There is
nothing natural about running off a hill with a backpack on filled with 3 kilogram of paraglide material. I repeat: there is nothing natural about running off a hill. And still I ran off that hill 8 times. I do everything in order to fly and in order to remember that I have wings. I am not sure what was the driving force exactly, something deep inside of me did not want to live in fear any longer. Because a life filled with fear is a trapped life, an imprisonment of our own making.
So I agreed to come to India and to learn paragliding. I am not sure how paragliding is conducted in other places around the world but what I do know is that the course here is pretty crazy. It looks as follows. You do 3 days of groundtraining followed with 4 days of flying in order to get your solo flying certificate. This gives you a certificate that you can fly anywhere in the world with walkie-talkie guidance from a qualified instructor.
Let me dive into the ground training. The ground training equals running with your glide on the back. Not once, but about 40 times a day. So that you understand exactly what the glider is doing, how it is responding to the wind, how to inflate the glider and in which direction to run to. So you run against the wind, feel the glider inflate, drop the raisers and hold the break in the right position. And sometimes you fail. The glider suddenly goes towards the left, or worst case even in front of you (pretty dangerous during take-off).
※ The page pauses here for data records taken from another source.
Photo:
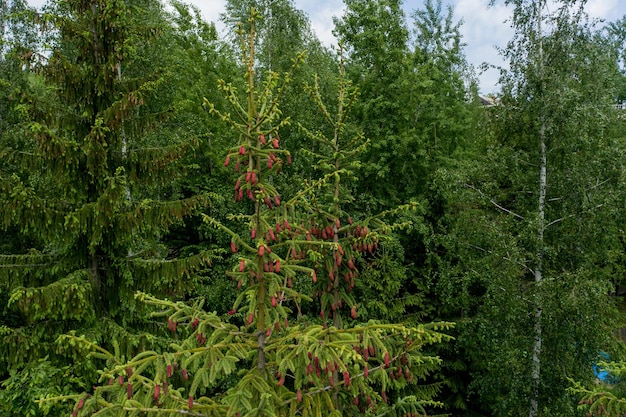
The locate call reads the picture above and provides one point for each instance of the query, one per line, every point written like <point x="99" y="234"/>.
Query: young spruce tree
<point x="265" y="358"/>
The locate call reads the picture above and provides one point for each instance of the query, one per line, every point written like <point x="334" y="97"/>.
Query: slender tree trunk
<point x="537" y="330"/>
<point x="535" y="373"/>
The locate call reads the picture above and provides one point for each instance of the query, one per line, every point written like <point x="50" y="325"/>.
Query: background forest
<point x="259" y="225"/>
I enjoyed the ground training a lot. It is a nice feeling to run full force while you know that you are held back by a wing. How many opportunities do you get in life to run full force? I think most of us run half force, we dip our toes into the water and that is it. During the ground training I felt what it was like to run full force.

After the ground training you are ready to fly. At least they think so. So you climb 800 meters by car and stand on a cliff on 2400 meters in the Himalayan mountains. There you have about 10 meters to run in the right direction from a cliff that is strongly going down and hope that your wing inflates as supposed to. It is absolutely crazy. I think this is what you can call the art of surrender. And I had a lot to learn. The first time I ran I was terrified. I had no clue what to do and felt like a man without head running down a hill. When I went up in the air I still had no clue what to do, because fun part: They only teach us to take off on the ground and shortly explain how to fly and how to land but that part we cannot practice. So there you are, holding your glider in your hands, flying through the sky. I cried. Or let’s say it differently. My body cried. A release of pure fear.
I have been scared in my life. I have been scared many times. But never like this. This was pure fear. Stored in my body. And it wanted to go out. So I cried and then relaxed again trying to focus on the landing and the instructions that are given. I cannot say I enjoyed the first day even though I landed safely.
It was on the second day that something shifted. I felt a release of fear again deep out of my system and then felt a bliss, an ecstacy, a freedom. I heard a voice: you are living your life based on fear. When other people see my life they would not think so because I do so much, travel over the entire world solo, but I know that I can do more. I know that fear is still running the show on the side, with jumping into opportunities, with connecting with people, with eating and with sports. And I made a choice by coming to India, to get rid of this fear for once and for all. I want enjoyment and peace to run the show, not fear.
And how can you get rid of fear when we never hit it to such an extent that it gets touched? We cannot. In my opinion the only way to feel the deeply stored emotions inside of us (unconscious and conscious), is to feel them, and to feel them we need to be in situations that trigger them. I understand that most people do not make this choice, but I feel like deep down coming to this life I made a different choice, to not live in the confines of fear (Ben Howard’s song).

During the week I felt my energy shift from fear to peace and joy. Not like that, but little by little. Every time I ran off the hill I gained more confidence in myself and I learnt the art of surrender in my equipment, in the guidance and into the vast sky. It was only on the last day that I wanted to ran off the hill, that I knew it would be okay. One time I broke on the way down because I did not feel the glider, one time I hit the ground with my bum and one time I almost hit the trees. But every time I responded well and landed safely.
I am allowed to fly solo now. Anywhere in the world. I still have a lot to learn but I have learnt to surrender deeper. To the possibilities that life brings. To our ability to fly. To the masters out there that can teach us skills. And to myself and my own intuition. I have learned how to fly.